Tuesday, September 16, 2008

The Slow Food Taste Pavilions: a Glutonous Display of Food

One of the other events I participated in during Slow Food Nation was the Taste Pavilions. My ticket for this event was a whopping $58 after getting a discount from the original $65 via the Whole Foods discount. When my friend Lora and I arrived at Fort Mason, where the Taste Pavilions were being held, however, we were taken aback by the abundant display of delicious foods and suddenly realized that our $58 was money well spent.

The organizers of Slow Food Nation convinced local architects to create designs to convert one of the Fort Mason warehouses into a series of food specific rooms or "pavilions" where visitors can taste and learn about artisan versions of their favorite foods. Taste wise, my favorite of all of the pavilions was, by far, the ice cream pavilion. There were two "flights" of ice cream scoops, and I chose the Dark Chocolate, Olive Oil, and Fresh Blueberry flight, which was most definitely the best of the flights. The chocolate was creaming and wonderfully flavorful, the olive oil subtlety sweet and extra creamy with the fat of the oil, and the blueberry actually tasted like blueberries--what a concept!

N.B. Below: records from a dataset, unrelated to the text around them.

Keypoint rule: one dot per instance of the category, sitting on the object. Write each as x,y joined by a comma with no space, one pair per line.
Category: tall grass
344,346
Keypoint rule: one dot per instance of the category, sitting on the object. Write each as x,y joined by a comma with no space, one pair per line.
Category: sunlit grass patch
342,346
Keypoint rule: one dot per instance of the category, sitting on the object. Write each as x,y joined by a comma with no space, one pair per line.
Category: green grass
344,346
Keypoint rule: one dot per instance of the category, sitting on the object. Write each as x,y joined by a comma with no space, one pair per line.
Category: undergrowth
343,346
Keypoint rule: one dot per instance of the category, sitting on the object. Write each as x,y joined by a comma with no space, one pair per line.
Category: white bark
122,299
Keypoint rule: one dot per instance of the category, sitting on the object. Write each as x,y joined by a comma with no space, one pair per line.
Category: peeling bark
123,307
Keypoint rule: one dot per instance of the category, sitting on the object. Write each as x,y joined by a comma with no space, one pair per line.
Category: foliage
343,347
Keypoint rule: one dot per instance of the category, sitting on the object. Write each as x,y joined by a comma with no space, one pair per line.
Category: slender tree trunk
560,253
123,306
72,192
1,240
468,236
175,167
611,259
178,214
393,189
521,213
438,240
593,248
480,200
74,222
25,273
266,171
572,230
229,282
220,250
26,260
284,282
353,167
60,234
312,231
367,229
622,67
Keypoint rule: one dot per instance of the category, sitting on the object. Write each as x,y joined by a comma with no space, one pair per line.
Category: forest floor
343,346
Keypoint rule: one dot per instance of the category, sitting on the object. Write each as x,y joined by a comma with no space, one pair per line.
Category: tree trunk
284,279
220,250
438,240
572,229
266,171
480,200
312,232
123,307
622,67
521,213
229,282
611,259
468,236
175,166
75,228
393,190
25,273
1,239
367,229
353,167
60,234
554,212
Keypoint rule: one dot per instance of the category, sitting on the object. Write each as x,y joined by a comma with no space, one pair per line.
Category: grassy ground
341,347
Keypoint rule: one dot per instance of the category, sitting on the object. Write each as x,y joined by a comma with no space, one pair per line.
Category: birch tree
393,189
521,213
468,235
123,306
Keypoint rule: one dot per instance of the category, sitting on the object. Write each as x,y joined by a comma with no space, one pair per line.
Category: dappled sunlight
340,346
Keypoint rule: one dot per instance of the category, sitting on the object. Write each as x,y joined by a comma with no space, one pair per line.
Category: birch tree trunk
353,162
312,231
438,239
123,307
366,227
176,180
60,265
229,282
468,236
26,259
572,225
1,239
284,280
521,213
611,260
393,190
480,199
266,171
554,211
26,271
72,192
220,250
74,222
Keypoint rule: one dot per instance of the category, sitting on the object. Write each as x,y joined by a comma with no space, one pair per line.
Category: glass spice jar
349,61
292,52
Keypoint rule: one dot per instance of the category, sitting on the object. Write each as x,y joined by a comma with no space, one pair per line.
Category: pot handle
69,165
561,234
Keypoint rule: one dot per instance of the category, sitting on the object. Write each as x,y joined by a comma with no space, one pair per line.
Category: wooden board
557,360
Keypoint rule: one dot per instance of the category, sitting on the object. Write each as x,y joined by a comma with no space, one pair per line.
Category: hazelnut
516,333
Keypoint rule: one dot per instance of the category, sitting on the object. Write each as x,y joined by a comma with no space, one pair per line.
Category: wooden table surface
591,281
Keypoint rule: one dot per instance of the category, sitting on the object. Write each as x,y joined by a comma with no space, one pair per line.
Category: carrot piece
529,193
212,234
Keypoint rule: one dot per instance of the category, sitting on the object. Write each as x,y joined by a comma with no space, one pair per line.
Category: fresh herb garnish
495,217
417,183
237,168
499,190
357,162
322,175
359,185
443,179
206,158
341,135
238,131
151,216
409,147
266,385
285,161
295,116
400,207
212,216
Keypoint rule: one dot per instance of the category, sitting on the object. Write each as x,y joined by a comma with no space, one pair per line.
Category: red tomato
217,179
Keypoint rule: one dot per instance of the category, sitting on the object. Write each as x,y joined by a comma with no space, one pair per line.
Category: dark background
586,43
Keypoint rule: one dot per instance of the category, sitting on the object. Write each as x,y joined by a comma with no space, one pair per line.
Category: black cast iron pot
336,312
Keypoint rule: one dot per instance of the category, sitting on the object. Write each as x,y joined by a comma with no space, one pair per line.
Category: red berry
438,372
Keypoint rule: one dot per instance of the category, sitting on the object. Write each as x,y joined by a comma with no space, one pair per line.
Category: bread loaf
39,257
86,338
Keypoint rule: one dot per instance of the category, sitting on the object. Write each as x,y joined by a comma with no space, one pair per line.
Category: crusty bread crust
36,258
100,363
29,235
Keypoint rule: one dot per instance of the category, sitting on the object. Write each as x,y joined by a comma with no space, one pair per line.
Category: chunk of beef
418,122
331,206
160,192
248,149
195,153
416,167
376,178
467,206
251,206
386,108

My other favorite pavilions were the Olive Oil, Chocolate, Fish, and Wine, each for different reasons. The Olive Oil pavilion was in my opinion the best designed of the pavilions: the designers used everyday construction materials such as orange netting, raw wood, and crates to create a beautifully lit space that truly transported you away from the rest of the pavilions. More specifically, the front of the pavilion was occupied by a tasting station while the back of the space was equipped with an educational space where trained olive oil experts told about how to properly taste olive oil, which is a process reasonably similar to wine tasting, just involving smaller tastes (I mean, would you really want to drink a glass of olive oil in one sitting?). This pairing of spaces made it nice to go back to the tasting part of the pavilion so that you could taste each olive oil, knowing which undertones to look for. The chocolate pavilion was great because of the variety of tasting they gave you; it was also interesting how the flavors of each chocolate changed as you ate the other pieces, your taste pallet changing with each bite of chocolate. The wine pavilion, while not a wonderfully designed space, was wonderfully fun to go to with my friend Lora who can look at an absurdly long wine list and pick out the most expensive bottles to try, and boy, were some of them amazing. The fish was also a delicious stop for the creativity of each dish and was especially tasty after the disappointing charcuterie pavilion.

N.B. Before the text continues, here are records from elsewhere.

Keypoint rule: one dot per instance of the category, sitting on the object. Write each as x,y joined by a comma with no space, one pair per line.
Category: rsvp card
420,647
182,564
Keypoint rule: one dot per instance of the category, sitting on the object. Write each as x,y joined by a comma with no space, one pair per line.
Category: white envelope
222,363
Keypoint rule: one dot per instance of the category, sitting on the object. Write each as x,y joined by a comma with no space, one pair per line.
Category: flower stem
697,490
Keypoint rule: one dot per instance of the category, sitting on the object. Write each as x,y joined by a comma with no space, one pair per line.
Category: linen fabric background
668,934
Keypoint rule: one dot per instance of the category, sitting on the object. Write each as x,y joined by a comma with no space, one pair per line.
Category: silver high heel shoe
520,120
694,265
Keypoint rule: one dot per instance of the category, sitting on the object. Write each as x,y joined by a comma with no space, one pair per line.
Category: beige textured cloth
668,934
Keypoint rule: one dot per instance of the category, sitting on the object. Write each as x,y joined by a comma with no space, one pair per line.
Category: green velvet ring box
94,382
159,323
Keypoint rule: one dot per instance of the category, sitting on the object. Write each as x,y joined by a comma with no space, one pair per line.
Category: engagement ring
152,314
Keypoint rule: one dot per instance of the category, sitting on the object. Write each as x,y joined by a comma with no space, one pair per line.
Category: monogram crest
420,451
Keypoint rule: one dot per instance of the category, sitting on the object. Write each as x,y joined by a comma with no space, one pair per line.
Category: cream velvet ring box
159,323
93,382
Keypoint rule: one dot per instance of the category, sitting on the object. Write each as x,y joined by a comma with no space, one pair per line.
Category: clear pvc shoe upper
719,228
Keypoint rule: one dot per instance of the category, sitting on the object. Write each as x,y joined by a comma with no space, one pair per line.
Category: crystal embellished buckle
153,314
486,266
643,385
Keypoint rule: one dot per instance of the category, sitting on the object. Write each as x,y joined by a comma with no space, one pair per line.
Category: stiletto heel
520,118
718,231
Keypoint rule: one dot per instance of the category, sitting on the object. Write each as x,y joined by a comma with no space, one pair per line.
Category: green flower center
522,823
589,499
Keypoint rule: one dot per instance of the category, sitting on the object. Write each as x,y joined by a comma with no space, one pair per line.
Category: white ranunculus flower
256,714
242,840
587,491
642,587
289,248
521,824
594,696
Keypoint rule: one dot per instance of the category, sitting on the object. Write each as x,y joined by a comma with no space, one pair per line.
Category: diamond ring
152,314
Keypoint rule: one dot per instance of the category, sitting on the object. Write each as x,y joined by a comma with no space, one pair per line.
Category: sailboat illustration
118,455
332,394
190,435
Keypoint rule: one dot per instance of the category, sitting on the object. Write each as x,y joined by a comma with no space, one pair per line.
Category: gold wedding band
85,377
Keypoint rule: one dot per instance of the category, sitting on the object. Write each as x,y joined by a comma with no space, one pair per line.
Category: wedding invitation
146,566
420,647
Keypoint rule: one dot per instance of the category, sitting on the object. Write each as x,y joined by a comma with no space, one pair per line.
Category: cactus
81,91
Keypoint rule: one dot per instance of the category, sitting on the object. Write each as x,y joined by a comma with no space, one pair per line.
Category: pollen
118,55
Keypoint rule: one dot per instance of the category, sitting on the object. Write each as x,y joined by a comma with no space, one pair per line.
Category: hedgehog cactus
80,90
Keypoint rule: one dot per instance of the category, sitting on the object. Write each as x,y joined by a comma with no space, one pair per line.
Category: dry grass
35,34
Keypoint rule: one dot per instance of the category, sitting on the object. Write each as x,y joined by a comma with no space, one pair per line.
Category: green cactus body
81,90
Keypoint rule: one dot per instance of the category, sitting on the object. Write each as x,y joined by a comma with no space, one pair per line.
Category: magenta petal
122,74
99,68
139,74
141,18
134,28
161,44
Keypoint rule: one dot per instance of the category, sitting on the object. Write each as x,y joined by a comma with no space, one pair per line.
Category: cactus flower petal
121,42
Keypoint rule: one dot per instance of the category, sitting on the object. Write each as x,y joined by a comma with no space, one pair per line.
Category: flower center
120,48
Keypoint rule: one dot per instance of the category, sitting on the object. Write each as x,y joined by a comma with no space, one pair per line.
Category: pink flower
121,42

And so yes, the charcuterie was very disappointing. While the prosciutto we had was tasty, but it's pretty hard to have prosciutto not be tasty. We were also given beef jerky (really?) and something that resembled pate, but wasn't. Each were fine, but none had any wow factor. Charcuterie truly was a pavilion with so much potential (just off the top of my head, why no lardo?) that was totally not taken advantage of, while also in the midst of other pavilions that were totally pushing the envelop of their respective food products.

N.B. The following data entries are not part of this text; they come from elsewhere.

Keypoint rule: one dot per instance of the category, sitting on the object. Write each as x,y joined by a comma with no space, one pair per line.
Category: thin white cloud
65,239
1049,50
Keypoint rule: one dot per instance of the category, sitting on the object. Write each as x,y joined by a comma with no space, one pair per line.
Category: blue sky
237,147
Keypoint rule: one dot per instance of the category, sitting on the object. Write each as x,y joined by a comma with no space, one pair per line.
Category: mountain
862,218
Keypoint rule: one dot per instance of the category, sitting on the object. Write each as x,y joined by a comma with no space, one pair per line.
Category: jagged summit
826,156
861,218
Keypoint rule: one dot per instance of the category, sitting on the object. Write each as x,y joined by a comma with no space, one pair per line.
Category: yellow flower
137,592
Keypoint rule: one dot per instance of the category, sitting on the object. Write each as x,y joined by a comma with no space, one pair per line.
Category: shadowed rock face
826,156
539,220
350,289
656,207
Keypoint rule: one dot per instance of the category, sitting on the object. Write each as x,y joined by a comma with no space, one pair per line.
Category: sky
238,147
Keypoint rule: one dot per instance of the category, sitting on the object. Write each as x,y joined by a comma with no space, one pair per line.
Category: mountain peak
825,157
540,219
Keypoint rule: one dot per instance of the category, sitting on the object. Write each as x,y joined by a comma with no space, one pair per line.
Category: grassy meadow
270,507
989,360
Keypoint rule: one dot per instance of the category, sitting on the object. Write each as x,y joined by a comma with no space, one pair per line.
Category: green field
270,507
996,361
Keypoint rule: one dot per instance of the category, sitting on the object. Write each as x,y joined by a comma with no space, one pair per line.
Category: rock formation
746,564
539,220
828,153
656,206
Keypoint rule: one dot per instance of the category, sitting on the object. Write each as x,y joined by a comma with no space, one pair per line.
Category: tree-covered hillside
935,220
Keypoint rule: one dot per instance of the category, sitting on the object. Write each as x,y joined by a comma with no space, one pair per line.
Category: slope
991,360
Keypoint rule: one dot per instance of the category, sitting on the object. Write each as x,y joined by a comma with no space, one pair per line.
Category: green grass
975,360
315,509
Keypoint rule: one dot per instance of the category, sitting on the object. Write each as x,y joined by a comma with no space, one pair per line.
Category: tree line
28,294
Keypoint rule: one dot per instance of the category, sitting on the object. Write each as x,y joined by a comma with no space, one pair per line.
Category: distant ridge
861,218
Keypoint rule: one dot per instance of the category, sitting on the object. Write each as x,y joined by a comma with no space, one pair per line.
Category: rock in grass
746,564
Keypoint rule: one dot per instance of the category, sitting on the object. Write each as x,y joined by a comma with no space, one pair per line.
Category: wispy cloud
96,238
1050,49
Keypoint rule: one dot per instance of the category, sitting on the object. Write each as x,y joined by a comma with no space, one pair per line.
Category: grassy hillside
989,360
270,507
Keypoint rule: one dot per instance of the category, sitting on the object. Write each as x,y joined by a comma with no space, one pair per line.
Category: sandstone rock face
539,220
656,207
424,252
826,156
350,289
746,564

One of the most fun parts of the night, however, was are mistaken crashing of the employee party. After the official ending of the Taste Pavilions at 9, people congregated outside the event in front of the beer pavilion, and Lora and I thought it appropriate to join them. Eventually, it went on past 10 and a lot of people had left, and those remaining started to ask us which pavilion we had worked in. After enough people asked us, we realized we were in fact crashing the staff party, which was more than fine with the good natured foodies. The great part about the party was that all the beer, bread, and opened bottles of wine not used during the event were now being given out for free for all to take, which we might have taken advantage of just a bit.

Relating this back to the Slow Food movement as a whole, Slow Food is often criticized for being an exclusive or bougie movement; due to the expensive price of the ticket for the pavilions, this point is valid. While it was a wonderful experience to taste such delicious food, the polished designs of the pavilions, the high end food products, and the well dressed visitors seemed a little removed from some of the movement's "roots". On the other hand, having such a celebration of food brings delicious food and the necessary steps to obtain this food (good, clean, fair being the moto of the slow food movement) to the attention of a greater public than it would have otherwise. In this manner, it is great that it is more prevelent to be a conscientious food consumer but I would agree with one of the speakers I saw in a panel during the weekend (which will be the subject of my next posting) who said that one of the greatest obstacles to the movement is fashion. As fashions change and flux, we do not want the slow food movement to be a fad that will simply pass with time.

Also, I should mention that Alice Waters was there. She signed my ticket. Swoon.